Christians and Muslims face tension in Indonesia

Mennonite Central Committee
Saturday, 24 June 2000

JAKARTA, Indonesia -- "'A time is coming when anyone who kills you will think he is offering a service to God.' Those words from John 16 (NIV) sound very different when read to an Indonesian congregation," said Duane Ruth-Heffelbower, director of peace programs, Mennonite Central Committee (MCC) Indonesia. "Jesus' words are coming true on a regular basis here." During the past two years, violence between Christians and Muslims has spread rapidly among the islands of the world's largest archipelago.

Violent conflict between religious groups is relatively new to Indonesia. Although 90 percent of Indonesians describe themselves as Muslim, the country maintained tolerance and intra-religious harmony for decades.

Tensions began in 1999 over a fare dispute between a Muslim migrant and a Christian driver in Ambon, the provincial capital of the Moluccas, a group of about 1,000 eastern Indonesian islands. The Moluccan Islands have since become a hotbed of religious conflict, and 3,000 people have been killed in related fighting over the past 18 months.

Hostility spread to a number of provinces, mainly in eastern Indonesia, home to a majority of the country's Christians. Thousands of Muslim guerrilla fighters from other islands are attacking Christian villages in the Moluccas and Sulawesi in what they have declared to be a jihad (holy war).

Further contributing to the violence are separatist movements in the provinces of Aceh and West Papua (formerly Irian Jaya) and counter-independence militias generally recognized as being sponsored by elements of the Indonesian military. It was militias like these that launched a scorched-earth approach to East Timor's vote for independence last year. The new Indonesian government has been working hard, and so far successfully, to head off international support for any new independence movements.

This nation of 250 tribal languages and very little naturally holding it together is facing a critical period. The basic question is whether Indonesia will be a large, pluralistic nation, or a confederation of small states, each permitting only a narrow cultural expression. The need to increase local autonomy to accommodate varying cultural and religious expressions can be easily exploited by those more interested in power. "With a history of strong central colonial and national control, the new freedom to express aspirations for local control is a heady mix of dangerous excitement," said Ruth-Heffelbower.
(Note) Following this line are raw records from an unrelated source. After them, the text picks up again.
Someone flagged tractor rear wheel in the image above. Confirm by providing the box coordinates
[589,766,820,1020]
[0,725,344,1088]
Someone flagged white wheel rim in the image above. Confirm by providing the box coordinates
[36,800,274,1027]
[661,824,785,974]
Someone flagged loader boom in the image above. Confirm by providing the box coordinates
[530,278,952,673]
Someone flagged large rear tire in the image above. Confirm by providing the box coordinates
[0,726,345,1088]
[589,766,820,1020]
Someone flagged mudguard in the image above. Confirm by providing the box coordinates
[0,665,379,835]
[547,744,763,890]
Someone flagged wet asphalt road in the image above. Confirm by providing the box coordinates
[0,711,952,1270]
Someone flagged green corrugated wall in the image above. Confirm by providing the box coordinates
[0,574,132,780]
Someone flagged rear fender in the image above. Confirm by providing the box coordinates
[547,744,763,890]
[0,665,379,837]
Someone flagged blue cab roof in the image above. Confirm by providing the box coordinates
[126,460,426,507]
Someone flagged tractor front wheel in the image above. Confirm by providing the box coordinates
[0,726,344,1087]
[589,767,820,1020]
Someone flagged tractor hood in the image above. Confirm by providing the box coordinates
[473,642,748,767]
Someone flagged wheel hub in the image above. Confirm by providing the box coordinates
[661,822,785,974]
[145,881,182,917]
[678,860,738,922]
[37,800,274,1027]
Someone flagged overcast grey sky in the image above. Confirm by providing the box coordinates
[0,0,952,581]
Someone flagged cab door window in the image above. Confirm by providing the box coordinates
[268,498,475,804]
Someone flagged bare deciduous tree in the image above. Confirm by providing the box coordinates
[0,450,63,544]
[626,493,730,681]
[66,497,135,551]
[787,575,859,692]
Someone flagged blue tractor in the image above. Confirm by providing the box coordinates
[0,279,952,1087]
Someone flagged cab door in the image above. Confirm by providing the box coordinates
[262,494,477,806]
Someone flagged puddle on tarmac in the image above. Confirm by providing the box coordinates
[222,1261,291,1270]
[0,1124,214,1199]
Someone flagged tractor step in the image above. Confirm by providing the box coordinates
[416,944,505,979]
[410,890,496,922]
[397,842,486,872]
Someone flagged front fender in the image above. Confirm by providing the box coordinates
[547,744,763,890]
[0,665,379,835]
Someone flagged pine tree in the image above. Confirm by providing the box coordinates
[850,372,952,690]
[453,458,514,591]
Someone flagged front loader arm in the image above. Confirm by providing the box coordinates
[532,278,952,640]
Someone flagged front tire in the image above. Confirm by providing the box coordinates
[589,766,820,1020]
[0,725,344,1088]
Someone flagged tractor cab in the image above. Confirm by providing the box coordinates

As one of the endangered minorities, Christians in Indonesia are in favor of pluralism. They are involved with Muslims who seek nonviolent alternatives in a variety of initiatives aimed at allowing people of different backgrounds to live together. MCC supports some of these initiatives. Among the Christian groups in Indonesia are 80,000 people who are members of Mennonite World Conference (MWC), including MWC's current president.